Safe consumption rooms have existed in Europe since the 1970s, with legally sanctioned ones coming into place in the 1980s.

At the Monday board meeting, members widely supported the consumption room, but had clarifying questions about how planning for it had progressed so far.

Patricia Cantley, an NHS Lothian member of the board, asked about people outside of Edinburgh using the service, and if other nearby local authorities were being consulted.

She said: “Scotland has wonderful public transport networks. I was at a very interesting presentation in East Lothian a while back learning that free bus travel has widened the scope of what drugs you can take in East Lothian.

“I am seeking assurance that we are mindful – not necessarily saying that it’s a good thing or a bad thing – that we are mindful that this new innovation might have implications for our neighbours in Fife, East Lothian, West Lothian, et cetera.

“I’m seeking some reassurance that we’re involving our neighbours – but I’m very supportive of this proposal.”

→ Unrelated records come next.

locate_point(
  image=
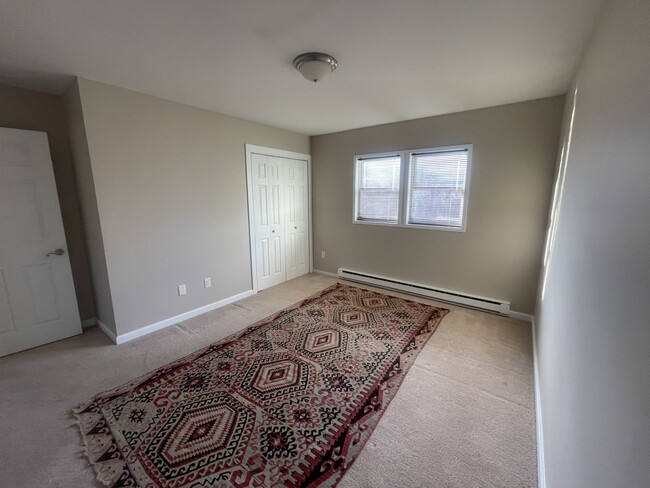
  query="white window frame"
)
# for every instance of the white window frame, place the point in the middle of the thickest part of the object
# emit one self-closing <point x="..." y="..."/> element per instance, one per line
<point x="404" y="187"/>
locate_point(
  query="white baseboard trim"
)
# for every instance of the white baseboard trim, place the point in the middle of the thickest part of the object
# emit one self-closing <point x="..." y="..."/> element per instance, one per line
<point x="521" y="316"/>
<point x="89" y="322"/>
<point x="148" y="329"/>
<point x="541" y="467"/>
<point x="326" y="273"/>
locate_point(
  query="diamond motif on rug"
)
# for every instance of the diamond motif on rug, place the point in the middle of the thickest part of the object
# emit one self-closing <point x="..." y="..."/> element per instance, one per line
<point x="289" y="401"/>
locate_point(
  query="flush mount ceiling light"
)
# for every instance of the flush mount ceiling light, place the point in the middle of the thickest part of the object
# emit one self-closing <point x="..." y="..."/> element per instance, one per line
<point x="315" y="66"/>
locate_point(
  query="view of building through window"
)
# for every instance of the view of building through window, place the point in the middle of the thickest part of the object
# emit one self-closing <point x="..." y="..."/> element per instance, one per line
<point x="431" y="184"/>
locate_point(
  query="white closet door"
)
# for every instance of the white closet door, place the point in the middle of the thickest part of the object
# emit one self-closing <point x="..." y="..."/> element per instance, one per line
<point x="296" y="191"/>
<point x="269" y="228"/>
<point x="38" y="303"/>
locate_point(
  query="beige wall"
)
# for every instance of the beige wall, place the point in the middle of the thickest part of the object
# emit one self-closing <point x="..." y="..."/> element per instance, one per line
<point x="170" y="184"/>
<point x="87" y="197"/>
<point x="592" y="327"/>
<point x="514" y="150"/>
<point x="29" y="110"/>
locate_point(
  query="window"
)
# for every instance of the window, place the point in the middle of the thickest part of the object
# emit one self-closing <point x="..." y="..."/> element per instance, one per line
<point x="378" y="181"/>
<point x="424" y="188"/>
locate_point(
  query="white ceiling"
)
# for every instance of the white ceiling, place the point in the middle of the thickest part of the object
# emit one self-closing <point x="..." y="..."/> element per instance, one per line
<point x="398" y="59"/>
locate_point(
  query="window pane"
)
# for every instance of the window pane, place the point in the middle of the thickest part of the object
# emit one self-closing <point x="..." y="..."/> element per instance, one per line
<point x="437" y="188"/>
<point x="378" y="189"/>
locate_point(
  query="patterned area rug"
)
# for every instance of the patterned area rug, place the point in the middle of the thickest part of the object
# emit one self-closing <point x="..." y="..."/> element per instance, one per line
<point x="289" y="401"/>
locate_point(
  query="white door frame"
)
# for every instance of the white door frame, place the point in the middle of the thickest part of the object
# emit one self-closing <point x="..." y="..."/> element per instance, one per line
<point x="268" y="151"/>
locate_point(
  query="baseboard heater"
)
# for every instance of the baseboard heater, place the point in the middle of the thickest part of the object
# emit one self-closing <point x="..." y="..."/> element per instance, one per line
<point x="490" y="304"/>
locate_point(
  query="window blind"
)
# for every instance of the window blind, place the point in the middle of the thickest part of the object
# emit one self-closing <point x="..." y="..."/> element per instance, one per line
<point x="437" y="188"/>
<point x="378" y="181"/>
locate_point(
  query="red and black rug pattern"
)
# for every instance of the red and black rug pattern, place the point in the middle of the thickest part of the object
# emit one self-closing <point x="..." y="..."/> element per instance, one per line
<point x="289" y="401"/>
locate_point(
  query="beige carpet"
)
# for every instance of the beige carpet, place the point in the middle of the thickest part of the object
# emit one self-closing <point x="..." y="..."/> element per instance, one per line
<point x="464" y="416"/>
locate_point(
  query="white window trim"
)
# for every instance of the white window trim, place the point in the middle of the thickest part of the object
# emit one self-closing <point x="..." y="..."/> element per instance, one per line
<point x="405" y="175"/>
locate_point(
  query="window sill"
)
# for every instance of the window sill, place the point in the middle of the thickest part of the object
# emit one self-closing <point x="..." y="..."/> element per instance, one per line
<point x="411" y="226"/>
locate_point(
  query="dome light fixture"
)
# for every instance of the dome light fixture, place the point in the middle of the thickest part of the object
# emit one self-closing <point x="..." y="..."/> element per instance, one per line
<point x="315" y="66"/>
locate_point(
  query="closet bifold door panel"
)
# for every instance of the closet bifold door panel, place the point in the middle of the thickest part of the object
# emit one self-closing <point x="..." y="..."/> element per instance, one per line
<point x="269" y="222"/>
<point x="280" y="200"/>
<point x="296" y="201"/>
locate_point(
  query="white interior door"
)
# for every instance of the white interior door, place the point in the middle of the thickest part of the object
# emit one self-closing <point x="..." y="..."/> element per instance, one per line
<point x="296" y="191"/>
<point x="269" y="220"/>
<point x="37" y="298"/>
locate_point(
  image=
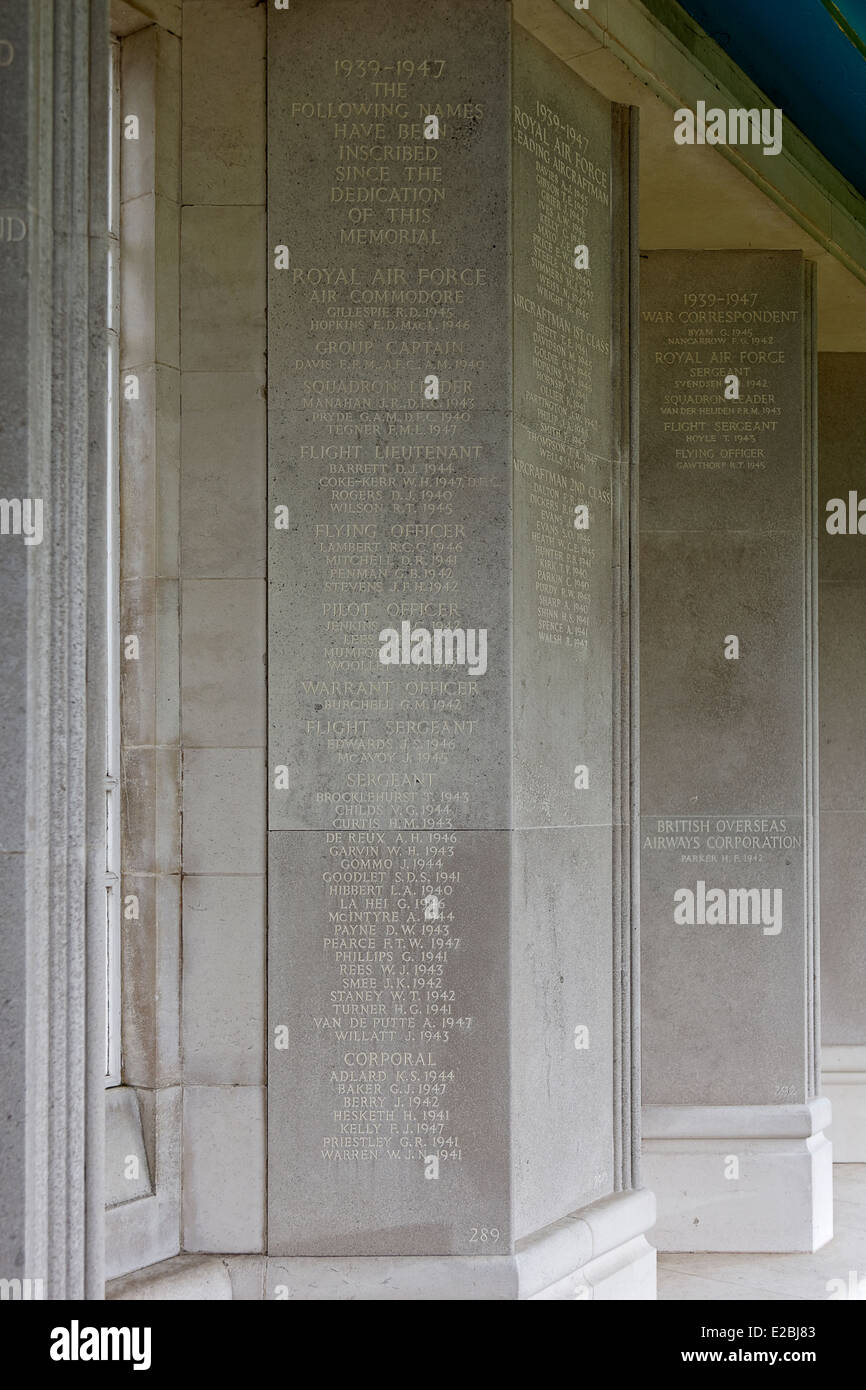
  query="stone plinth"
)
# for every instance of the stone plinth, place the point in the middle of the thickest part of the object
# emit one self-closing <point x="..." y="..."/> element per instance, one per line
<point x="727" y="748"/>
<point x="843" y="738"/>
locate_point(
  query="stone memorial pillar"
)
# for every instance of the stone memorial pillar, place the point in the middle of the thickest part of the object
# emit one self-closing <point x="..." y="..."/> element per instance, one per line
<point x="451" y="988"/>
<point x="841" y="523"/>
<point x="53" y="106"/>
<point x="733" y="1129"/>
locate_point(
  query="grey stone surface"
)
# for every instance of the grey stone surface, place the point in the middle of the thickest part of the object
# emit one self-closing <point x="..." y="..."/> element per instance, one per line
<point x="224" y="816"/>
<point x="149" y="681"/>
<point x="224" y="139"/>
<point x="127" y="1169"/>
<point x="843" y="912"/>
<point x="223" y="288"/>
<point x="152" y="982"/>
<point x="149" y="281"/>
<point x="396" y="1045"/>
<point x="146" y="1230"/>
<point x="224" y="503"/>
<point x="223" y="660"/>
<point x="182" y="1278"/>
<point x="843" y="672"/>
<point x="414" y="781"/>
<point x="150" y="473"/>
<point x="726" y="745"/>
<point x="52" y="733"/>
<point x="150" y="811"/>
<point x="150" y="88"/>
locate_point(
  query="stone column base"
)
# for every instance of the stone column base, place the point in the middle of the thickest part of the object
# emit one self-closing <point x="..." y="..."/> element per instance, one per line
<point x="599" y="1253"/>
<point x="844" y="1084"/>
<point x="740" y="1178"/>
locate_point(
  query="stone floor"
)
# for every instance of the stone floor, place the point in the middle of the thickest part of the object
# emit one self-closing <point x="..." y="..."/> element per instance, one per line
<point x="781" y="1276"/>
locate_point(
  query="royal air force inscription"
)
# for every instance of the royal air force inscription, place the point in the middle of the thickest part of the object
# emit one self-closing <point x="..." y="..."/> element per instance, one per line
<point x="389" y="384"/>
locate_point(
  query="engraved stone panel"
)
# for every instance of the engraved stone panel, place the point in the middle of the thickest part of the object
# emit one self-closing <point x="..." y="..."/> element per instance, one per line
<point x="843" y="709"/>
<point x="726" y="740"/>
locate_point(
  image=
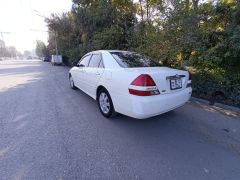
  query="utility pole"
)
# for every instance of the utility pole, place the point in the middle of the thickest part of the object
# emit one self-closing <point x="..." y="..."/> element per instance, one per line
<point x="2" y="46"/>
<point x="55" y="34"/>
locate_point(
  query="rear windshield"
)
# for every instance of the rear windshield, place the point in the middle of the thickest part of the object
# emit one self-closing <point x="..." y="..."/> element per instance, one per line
<point x="133" y="60"/>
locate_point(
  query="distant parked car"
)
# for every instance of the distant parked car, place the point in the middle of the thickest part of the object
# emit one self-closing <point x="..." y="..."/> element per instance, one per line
<point x="130" y="83"/>
<point x="46" y="59"/>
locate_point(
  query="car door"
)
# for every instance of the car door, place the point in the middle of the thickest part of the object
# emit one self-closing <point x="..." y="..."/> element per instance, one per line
<point x="94" y="73"/>
<point x="80" y="80"/>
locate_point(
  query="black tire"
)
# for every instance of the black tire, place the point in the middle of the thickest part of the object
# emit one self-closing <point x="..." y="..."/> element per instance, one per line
<point x="111" y="112"/>
<point x="71" y="82"/>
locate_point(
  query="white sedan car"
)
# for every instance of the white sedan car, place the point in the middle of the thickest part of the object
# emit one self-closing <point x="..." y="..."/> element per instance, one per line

Andrew Hall, strategic planning officer, replied ‘yes’, but said there were other implications of the service that would need to be studied and addressed.

Citizen member Eugene Mullan asked about the timescale with which the consultation could be delivered, and when a consumption room could be in place by.

Mr Hall said a consultation could get underway in the new year with ‘fair wind’, but said it would be over a year until a room could be put in place.

He said data analysis of consultation responses, gathering funding, satisfying legal requirements and selecting a site, among other tasks, would take time.

Members of the board verbally agreed to proceed with the consultation, without any changes to the recommendations made by officers.

After the meeting, Cllr Pogson said: “What we are all about at the Health and Social Care Partnership is prevention and early intervention.

“And focusing more on that, we don’t want people to be coming to our services in crisis, which is definitely what is happening just now.

“So this is an excellent example of working upstream, preventing negative outcomes, preventing people dying.”